Pension Innovation 2014

Published / Last Updated on 20/05/2014

Pension Innovation 2014.

Pension Innovation On New Retirement Rules 2014

As predicted by us, pension firms are starting to innovate in an effort to attract pension money given that lots of traditional pension annuity companies have seen business slump by 30-40% since the Chancellor announced in the March 2014 Budget the people would be allowed to withdraw the whole of their pension fund if they want to from April 2015 and be taxed at usual income tax rates.

Two firms have launched 1 year annuities – to try and attract money now i.e. pay the annuity for a year and then offer flexibility to transfer the balance out, take an annuity or use full drawdown in 2015. To be honest, we have looked at these options and found that the returns offered less fees and commissions (if you deal direct with no advice) are very poor and result in a capital loss, although if you want the flexibility and are prepared to accept a small loss then maybe this is an option to have income now from your pension but not be tied in.

In another example, a firm is offering a drawdown plan where you can withdraw as much as you wish under the new rules but also with an underlying guaranteed income from pension fund that remains in the plan

  • Aged 55 – 64 = 4% of fund value as a guaranteed income
  • Aged 65 – 69 = 4.5% of fund value as a guaranteed income
  • Age 70 – 74 = 5% of fund value as a guaranteed income
  • Age 75+ = 5.5% of fund value as a guaranteed income

They will even offer an additional increase in the guarantee by 2.5% each year for the number of years invested before you take the benefits e.g. 10 years X 2.5% = 25% increase so the 4% guaranteed income above for a 55-64 year old is increased by 25% to 5% guaranteed minimum income.

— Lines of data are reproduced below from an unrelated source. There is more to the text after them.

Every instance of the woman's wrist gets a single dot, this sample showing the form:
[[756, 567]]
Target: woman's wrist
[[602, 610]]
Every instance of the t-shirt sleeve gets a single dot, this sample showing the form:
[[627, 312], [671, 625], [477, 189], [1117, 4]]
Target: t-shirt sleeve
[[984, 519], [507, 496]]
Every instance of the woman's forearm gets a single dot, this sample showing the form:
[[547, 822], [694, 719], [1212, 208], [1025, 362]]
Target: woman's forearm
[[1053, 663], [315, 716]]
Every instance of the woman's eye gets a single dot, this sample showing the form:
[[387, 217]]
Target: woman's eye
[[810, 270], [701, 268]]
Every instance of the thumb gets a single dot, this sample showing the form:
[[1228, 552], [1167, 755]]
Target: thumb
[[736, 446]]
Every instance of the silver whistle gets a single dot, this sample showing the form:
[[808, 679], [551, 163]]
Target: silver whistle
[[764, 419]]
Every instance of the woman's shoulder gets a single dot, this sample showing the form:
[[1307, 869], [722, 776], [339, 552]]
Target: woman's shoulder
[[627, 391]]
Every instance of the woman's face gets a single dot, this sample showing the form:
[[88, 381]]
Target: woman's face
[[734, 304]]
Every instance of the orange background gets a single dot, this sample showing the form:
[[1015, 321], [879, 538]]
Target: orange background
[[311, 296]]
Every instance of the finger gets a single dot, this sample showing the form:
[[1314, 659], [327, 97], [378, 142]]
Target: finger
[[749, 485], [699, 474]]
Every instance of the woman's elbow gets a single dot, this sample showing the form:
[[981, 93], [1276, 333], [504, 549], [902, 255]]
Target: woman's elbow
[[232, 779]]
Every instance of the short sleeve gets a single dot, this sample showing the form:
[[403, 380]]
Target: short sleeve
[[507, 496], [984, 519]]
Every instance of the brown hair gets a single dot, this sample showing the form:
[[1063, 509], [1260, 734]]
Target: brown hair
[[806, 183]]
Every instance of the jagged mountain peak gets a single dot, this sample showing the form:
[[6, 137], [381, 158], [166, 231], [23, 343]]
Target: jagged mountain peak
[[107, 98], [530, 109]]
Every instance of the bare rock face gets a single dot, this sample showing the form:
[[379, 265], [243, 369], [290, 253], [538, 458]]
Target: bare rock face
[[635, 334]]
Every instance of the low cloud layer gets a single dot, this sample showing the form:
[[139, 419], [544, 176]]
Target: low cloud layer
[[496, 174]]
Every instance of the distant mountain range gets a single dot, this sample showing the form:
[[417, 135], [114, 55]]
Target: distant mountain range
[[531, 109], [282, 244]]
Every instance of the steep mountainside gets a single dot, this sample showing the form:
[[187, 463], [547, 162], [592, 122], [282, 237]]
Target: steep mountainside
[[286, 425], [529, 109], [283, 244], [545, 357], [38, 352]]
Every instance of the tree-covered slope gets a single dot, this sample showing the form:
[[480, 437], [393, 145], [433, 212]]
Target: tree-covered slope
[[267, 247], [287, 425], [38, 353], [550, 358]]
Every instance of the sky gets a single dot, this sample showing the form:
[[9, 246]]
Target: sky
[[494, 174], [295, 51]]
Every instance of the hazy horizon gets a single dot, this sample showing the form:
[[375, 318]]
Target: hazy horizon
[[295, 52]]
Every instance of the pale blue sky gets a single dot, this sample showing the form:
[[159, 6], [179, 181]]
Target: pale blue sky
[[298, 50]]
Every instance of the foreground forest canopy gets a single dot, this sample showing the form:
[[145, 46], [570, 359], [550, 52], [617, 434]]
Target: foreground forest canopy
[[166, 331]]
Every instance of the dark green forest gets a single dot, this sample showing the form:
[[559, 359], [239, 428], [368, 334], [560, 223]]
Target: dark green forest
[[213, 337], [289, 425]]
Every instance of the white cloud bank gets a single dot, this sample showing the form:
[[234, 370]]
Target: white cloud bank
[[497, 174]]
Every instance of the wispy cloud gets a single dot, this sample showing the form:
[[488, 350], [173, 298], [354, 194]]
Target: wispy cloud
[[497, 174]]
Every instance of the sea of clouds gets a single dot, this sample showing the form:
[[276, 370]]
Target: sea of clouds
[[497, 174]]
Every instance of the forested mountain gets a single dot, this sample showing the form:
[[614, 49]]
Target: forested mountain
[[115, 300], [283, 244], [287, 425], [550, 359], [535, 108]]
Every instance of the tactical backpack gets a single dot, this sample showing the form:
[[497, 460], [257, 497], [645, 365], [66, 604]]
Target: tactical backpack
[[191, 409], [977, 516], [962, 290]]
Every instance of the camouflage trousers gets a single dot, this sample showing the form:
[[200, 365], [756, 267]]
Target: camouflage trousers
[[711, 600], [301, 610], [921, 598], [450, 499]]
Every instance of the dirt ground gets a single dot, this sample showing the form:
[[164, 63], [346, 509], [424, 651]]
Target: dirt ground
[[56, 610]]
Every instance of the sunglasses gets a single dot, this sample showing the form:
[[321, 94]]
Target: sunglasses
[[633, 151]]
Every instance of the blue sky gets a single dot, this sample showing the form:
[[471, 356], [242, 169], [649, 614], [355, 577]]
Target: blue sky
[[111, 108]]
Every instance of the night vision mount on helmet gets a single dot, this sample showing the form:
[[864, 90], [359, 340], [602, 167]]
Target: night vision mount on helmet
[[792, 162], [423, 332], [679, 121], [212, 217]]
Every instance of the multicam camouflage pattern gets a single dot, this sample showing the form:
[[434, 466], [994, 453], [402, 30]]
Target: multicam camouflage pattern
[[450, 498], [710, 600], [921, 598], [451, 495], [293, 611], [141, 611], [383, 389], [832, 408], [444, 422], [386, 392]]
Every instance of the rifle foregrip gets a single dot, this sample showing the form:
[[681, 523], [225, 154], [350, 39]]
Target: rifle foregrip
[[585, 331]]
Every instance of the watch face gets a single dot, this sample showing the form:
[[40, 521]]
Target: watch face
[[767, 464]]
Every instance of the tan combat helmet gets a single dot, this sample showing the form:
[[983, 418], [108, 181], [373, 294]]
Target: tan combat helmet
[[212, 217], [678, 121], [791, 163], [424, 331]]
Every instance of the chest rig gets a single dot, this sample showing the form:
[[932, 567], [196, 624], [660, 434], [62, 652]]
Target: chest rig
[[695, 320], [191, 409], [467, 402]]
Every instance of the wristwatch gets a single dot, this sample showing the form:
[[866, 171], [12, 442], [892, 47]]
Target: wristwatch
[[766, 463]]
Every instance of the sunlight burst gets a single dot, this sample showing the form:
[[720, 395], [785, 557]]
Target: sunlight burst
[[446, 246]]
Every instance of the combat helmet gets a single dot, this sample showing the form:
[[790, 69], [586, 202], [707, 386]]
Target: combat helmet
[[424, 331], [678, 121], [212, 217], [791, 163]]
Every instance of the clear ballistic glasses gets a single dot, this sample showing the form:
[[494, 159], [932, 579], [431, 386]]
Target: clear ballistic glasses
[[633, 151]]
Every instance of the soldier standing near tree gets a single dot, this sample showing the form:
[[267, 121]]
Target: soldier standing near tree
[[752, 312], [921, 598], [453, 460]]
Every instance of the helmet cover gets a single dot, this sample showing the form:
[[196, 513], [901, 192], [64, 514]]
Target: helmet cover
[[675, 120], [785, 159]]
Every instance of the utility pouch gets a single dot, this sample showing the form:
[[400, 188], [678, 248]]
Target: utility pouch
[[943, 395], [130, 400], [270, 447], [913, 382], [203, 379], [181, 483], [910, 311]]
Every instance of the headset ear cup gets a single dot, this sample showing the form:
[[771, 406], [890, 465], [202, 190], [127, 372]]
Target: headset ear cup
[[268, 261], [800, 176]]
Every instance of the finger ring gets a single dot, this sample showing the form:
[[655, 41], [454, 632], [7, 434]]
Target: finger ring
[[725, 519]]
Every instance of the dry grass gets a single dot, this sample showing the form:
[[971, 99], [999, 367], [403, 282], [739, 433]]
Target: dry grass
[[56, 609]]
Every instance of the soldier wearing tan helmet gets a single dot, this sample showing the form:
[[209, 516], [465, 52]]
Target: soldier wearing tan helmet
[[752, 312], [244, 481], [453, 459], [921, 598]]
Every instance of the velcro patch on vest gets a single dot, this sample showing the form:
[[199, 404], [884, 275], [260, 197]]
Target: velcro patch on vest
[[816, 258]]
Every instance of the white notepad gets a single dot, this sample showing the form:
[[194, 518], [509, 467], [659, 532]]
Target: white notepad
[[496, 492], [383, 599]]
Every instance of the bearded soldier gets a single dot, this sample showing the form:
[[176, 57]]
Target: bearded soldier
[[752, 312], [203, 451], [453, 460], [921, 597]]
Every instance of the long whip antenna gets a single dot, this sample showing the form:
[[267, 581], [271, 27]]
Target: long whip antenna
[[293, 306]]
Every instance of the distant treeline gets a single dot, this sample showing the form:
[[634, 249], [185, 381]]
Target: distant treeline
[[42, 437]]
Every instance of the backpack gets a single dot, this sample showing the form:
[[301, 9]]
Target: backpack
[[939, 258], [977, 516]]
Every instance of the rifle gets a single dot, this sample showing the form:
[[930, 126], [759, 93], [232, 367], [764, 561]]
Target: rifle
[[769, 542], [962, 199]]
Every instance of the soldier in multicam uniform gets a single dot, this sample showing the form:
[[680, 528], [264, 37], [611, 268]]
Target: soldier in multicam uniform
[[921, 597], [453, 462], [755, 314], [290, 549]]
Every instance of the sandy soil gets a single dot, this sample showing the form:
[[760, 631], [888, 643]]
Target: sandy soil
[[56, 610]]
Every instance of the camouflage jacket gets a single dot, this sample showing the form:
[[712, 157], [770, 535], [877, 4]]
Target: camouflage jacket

The issue with this scheme is really about set up fees and management charges on the funds, which in our opinion at up to 1.7% initial charge and yearly contract management charges up to 0.55% and a fund management charge up to 0.7% meaning a total yearly charge up to 1.25% pa. Compare this to no initial charges and an annual management of 0.4% for some pension schemes that we use, the cost of the guaranteed income gets lost in charges.

We expect pension innovation in 2014 and 2015 to develop rapidly.